Is Prof. Claus Kiefer's application of Gödel (+ infinity) justified?

[nomadreid]

TL;DR

Prof. Kiefer applies Gödel and infinities in a suspicious manner in an ArXiv article (reference given); if anyone is familiar with his work, am I judging too hastily?

I have just looked through
https://arxiv.org/abs/2305.07331
by the physicist Prof. Dr. Claus Kiefer (Institut für Theoretische Physik; Universität zu Köln, Germany) .

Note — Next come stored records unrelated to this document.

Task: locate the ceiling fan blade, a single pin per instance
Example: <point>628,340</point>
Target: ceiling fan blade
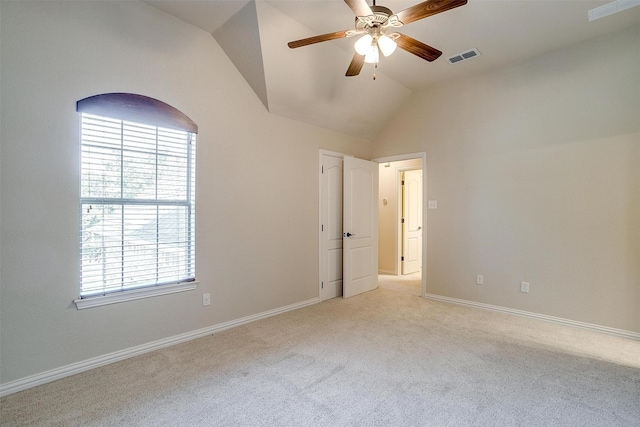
<point>359,7</point>
<point>427,8</point>
<point>356,65</point>
<point>317,39</point>
<point>418,48</point>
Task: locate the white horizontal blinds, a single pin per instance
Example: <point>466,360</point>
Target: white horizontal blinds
<point>137,205</point>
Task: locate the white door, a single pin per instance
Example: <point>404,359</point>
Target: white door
<point>360,227</point>
<point>330,227</point>
<point>411,221</point>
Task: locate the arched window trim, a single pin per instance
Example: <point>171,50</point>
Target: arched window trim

The reason I am putting this in the logic thread instead of a physics thread is as follows. It appears to me that the author is treating Gödel's Incompleteness Theorems and also questions of infinity in a rather superficial manner, and hence his application of these concepts to proposed theories of quantum gravity appear to be to be suspect. My first reaction is, "ah, here we go again, a famous physicist delving outside his realm and misusing mathematical logic to confuse the ontological with the epistemological" …. that is, I am reminded of Sir Roger Penrose's ill-fated attempt (following Lucas) to use Gödel's First Incompleteness Theorem, and I have rarely found physicists interested in large cardinals. (Tellingly, Penrose's popular books containing his fallacy figure in the list of references for this ArXiv article.) However, my second reaction is that first impressions are often wrong, and I am always happy to learn from being wrong, so I looked for peer-reviewed articles on this theme by this author. Alas, I could not find any (although my only resource is those that are freely available on the Internet. At most I found a similar article by him in the May "Pour la science" (French version of "Scientific American") that was even less enlightening.) However, the article does give several references that I tried to look up, but the relevant ones (that is, other authors who, according to Prof. Kiefer, come to similar conclusions) are in journals with strong paywalls, and the abstracts do not seem promising.

Therefore, my request to anyone who is familiar with this physicist's work: I would appreciate an evaluation of his thesis as reflected in the ArXiv article.

Any guidance would be highly appreciated. Many thanks in advance.

 

[Demystifier]

Yes, the paper is very superficial, at several levels.

First, even if the number of degrees of freedom is finite, one still needs infinite sets. Even for a single degree of freedom $x$, the variable $x$ takes values from an infinite set. Thus the Godel theorem potentially may be relevant even for a universe with a finite number of degrees of freedom.

Second, dealing with infinite sets does not automatically imply that the Godel theorem is relevant. In particular, integer and real numbers can be axiomatized in a form that does not contain undecidable statements. See about Presburger arithmetic and Tarski axiomatization.

Third, just because a theory contains undecidable statements does not mean that it is not a final physical theory. A typical undecidable statement is of the self-referential form "This statement can't be proved", which hardly bothers any physicist as a signature that something of physical relevance is missing.

Fourth, even more interesting undecidable statements do not necessarily imply that something of physical relevance is missing. For example, an undecidable statement may be a general statement about any initial condition for a set of differential equations, while a physicist may only be interested in one particular initial condition, the one realized in the actual universe.

So yes, this is just one more abuse of the Godel theorem. In that context, I strongly recommend
https://www.amazon.com/Gödels-Theorem-Incomplete-Guide-Abuse/dp/1138427268?tag=pfamazon01-20

 

[nomadreid]

Super! Excellent and full explanation, thank you very much, Demystifier. Points I myself would not have come up with, and will follow up on. And thank you for the book recommendation: yes, I have seen the book sometime in the past, but I will dig it out and reread it.